31 mar 2012
30 mar 2012
Comparing Spectra with different math treatments
It is amazing the quantity of graphics you can develop with R, and how you can show and manage these graphics. Here in the same plot we compare the raw demo spectra, treated with MSC, SNV and with the first derivative (differences between consecutive data points). We can see how SNV and MSC look similar, but if you look to the Y axis, they are different.
In the first derivative spectra there is a big peak of noise at 1100 nm. At this wavelength the detector change from “Si” to “PbSn”, so the difference in absorbance’s is quite high (from 1098 to 1100), so we have to exclude this area if we develop the calibration with the full spectrum range.
Using: par(mfrow=c(2,2)) opens a window, where we plot our spectra with the four different treatments.
29 mar 2012
Dividing the Sample Set in two (Validation & Training)
We have in the Demo sample set “66” samples. In this post we´ll see one way to divide the set in two parts: one for “Validation” and another for Training or Calibration.
The selection will be random. And we are going to use the command: “sample”. I decided to select 10 samples for validation, and the rest for training.
demo_raw_val<-demo_raw[sample(66,10),]
If you repeat this sentence several times, you will get different sets every time.
In my case the samples selected are:
Samples: 25,50,8,49,39,12,16,63,35 y 41
These samples are in rows, and we have to create a training set removing them:
demo_raw_train<-demo_raw[c(-25,-50,-8,-49,-39,-12,-16,-63,-35,-41),]
We will create the same sample sets for the other data frame with math treatments:
demo_msc_train<-demo_msc[c(-25,-50,-8,-49,-39,-12,-16,-63,-35,-41),]
demo_snv_train<-demo_snv[c(-25,-50,-8,-49,-39,-12,-16,-63,-35,-41),]
demo_msc_val<-demo_msc[c(25,50,8,49,39,12,16,63,35,41),]
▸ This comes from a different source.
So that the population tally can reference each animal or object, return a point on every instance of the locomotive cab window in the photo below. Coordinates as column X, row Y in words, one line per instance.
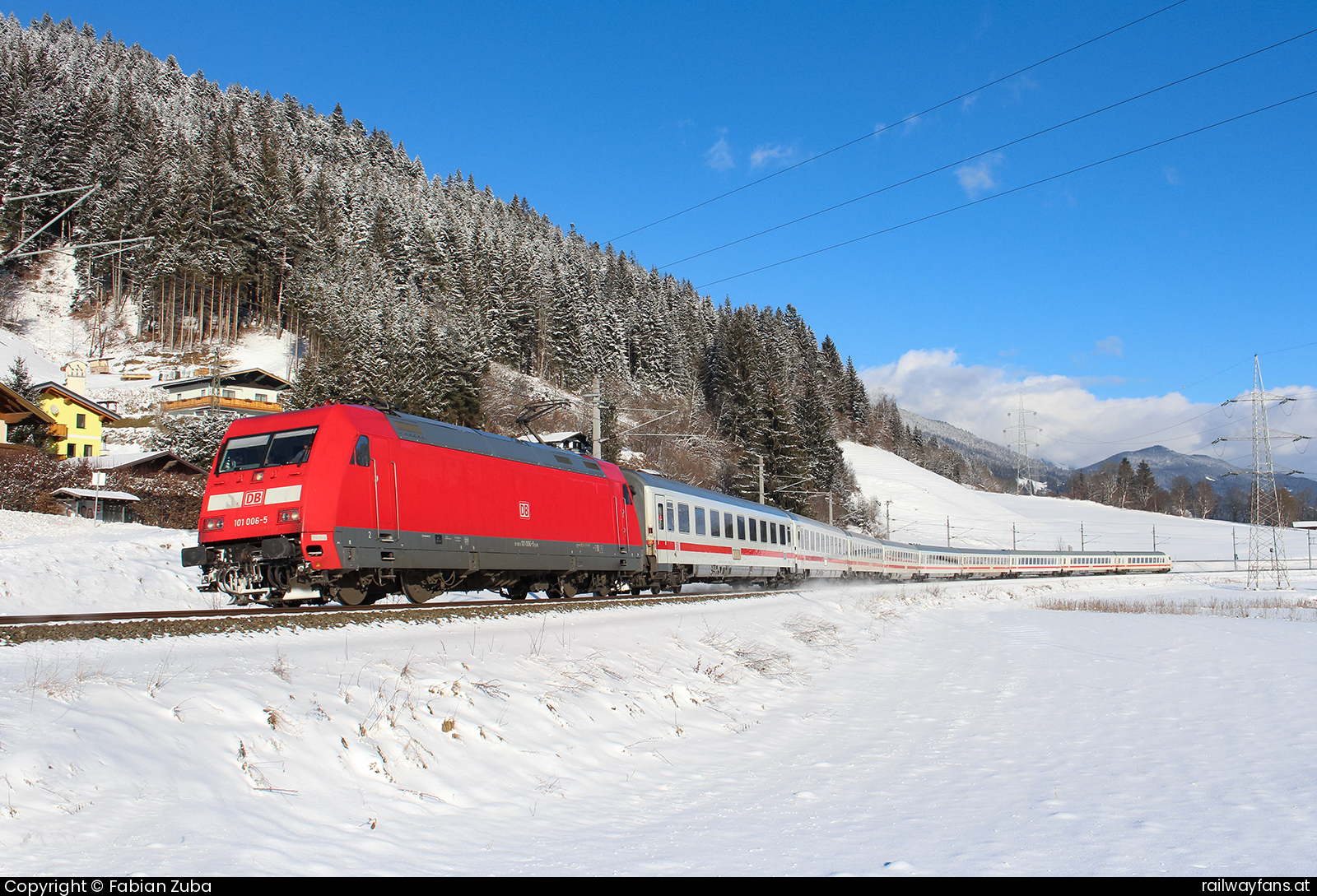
column 267, row 450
demo_snv_val<-demo_msc[c(25,50,8,49,39,12,16,63,35,41),]
It is important to look to the summary of the sample sets to check and compare the statistics for the different constituents.
Or to look to the distribution plots, like in this case for moisture:
28 mar 2012
SCRIPT for NIR "DEMO" Tutorial - 001
########### RAW NIR Demo Data##################################
demo<-read.table("demo.txt",header=TRUE)
VIS<-demo[,6:355]
VIS<-as.matrix(VIS)
NIR<-demo[,356:1055]
NIR<-as.matrix(NIR)
ALL<-demo[,6:1055]
ALL<-as.matrix(ALL)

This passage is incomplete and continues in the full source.